Quantifying drought-driven temperature impacts on ozone disinfection credit and bromate control†
Abstract
Climate change and drought can lead to unprecedented changes in surface water temperature requiring utilities to examine their ozone system's disinfection capability while minimizing bromate production. This pilot-scale study investigated temperature (15–30 °C) as a single/isolated variable affecting ozone operating performance (demand, decay rate, exposure (CT)) and the ability to achieve a Cryptosporidium log reduction value (LRV) of 0.5–1.5 logs, as defined by the United States Environmental Protection Agency (USEPA).
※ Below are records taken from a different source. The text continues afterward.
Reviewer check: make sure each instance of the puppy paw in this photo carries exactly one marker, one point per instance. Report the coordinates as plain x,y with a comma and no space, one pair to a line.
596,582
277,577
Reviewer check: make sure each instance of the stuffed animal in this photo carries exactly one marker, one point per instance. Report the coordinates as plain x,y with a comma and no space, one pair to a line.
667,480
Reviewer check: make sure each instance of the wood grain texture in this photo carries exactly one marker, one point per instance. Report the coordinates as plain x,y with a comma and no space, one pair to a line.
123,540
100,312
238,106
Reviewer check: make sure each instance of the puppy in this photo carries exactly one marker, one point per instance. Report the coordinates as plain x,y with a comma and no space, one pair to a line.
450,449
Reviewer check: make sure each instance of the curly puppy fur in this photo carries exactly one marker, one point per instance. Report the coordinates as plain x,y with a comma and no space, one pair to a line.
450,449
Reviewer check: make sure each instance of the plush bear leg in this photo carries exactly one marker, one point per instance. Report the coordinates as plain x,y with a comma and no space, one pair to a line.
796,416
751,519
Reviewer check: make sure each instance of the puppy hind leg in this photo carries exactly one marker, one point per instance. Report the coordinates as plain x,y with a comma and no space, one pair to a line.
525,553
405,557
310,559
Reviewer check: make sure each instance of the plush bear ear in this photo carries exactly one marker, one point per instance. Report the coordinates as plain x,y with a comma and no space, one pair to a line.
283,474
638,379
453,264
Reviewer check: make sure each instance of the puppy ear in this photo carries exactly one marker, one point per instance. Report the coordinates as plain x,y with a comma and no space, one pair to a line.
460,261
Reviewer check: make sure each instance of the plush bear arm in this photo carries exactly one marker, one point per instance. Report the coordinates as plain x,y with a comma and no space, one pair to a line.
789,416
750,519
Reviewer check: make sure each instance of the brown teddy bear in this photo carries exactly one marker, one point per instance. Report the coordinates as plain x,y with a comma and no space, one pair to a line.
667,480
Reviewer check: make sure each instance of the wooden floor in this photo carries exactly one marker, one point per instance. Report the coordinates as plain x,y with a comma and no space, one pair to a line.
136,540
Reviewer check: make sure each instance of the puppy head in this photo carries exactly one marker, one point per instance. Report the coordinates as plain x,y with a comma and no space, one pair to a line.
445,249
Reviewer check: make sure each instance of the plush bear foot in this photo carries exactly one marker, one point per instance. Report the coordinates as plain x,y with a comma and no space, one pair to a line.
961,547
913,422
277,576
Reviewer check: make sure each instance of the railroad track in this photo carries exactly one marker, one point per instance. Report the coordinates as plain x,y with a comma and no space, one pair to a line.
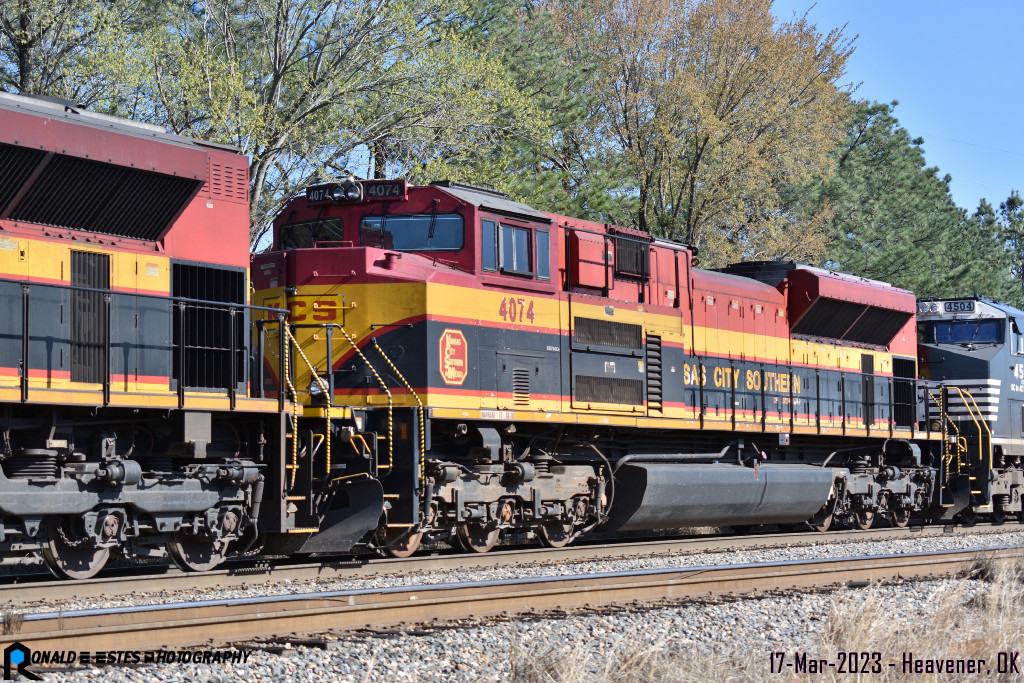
227,622
34,588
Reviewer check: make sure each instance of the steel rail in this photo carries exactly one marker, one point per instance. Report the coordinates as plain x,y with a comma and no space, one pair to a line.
244,620
34,588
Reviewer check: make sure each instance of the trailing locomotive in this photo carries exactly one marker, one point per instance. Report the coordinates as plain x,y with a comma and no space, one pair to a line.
126,421
975,348
413,363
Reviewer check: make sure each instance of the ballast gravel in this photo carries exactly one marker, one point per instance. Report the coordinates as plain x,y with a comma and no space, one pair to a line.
679,559
745,628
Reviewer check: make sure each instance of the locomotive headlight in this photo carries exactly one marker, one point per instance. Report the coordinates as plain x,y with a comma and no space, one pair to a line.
315,389
353,191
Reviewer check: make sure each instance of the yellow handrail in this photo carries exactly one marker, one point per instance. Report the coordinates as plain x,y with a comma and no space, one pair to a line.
981,455
324,387
390,398
422,421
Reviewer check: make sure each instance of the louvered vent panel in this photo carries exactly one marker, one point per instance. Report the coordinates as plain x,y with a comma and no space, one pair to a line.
828,317
227,182
84,195
591,332
608,390
878,326
203,332
16,164
654,391
520,386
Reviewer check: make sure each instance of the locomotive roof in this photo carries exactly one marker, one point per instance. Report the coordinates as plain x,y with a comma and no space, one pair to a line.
989,304
489,200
When dosing 3.0 mg L−1 of ozone into a surface water with 2.5 mg L−1 of total organic carbon, an increase in temperature from 15 °C to 30 °C increased ozone demand in the dissolution zone from 1.0 mg L−1 to 1.6 mg L−1 (60%) and ozone decay rate from 0.07 min−1 to 0.27 min−1 (385%). Despite more rapid demand/decay, the required ozone dose to achieve an LRV of 1.5 logs remained at 2.4–2.8 mg L−1 due to the reduction in USEPA's CT requirement at higher temperatures (9.35 mg min L−1 at 15 °C vs. 2.31 mg min L−1 at 30 °C). Bromate formation exceeded the USEPA maximum contaminant level of 10 μg L−1 when ozone was dosed to achieve LRV > 0.5 log at all temperature conditions. Chlorine–ammonium pretreatment (0.5 mg L−1 Cl2, 0.1–0.5 mg L−1 NH4+-N) lowered bromate formation to <5 μg L−1 under ambient (80 μg L−1) and elevated (120 μg L−1) bromide concentrations at all temperatures. These results were applied to evaluate a full-scale ozone system designed to achieve an LRV of 1.5 logs if drought increases temperature from 13 °C to 26 °C. The study systematically examined the role of temperature on ozone system performance, which can assist utilities planning for future drought-driven changes.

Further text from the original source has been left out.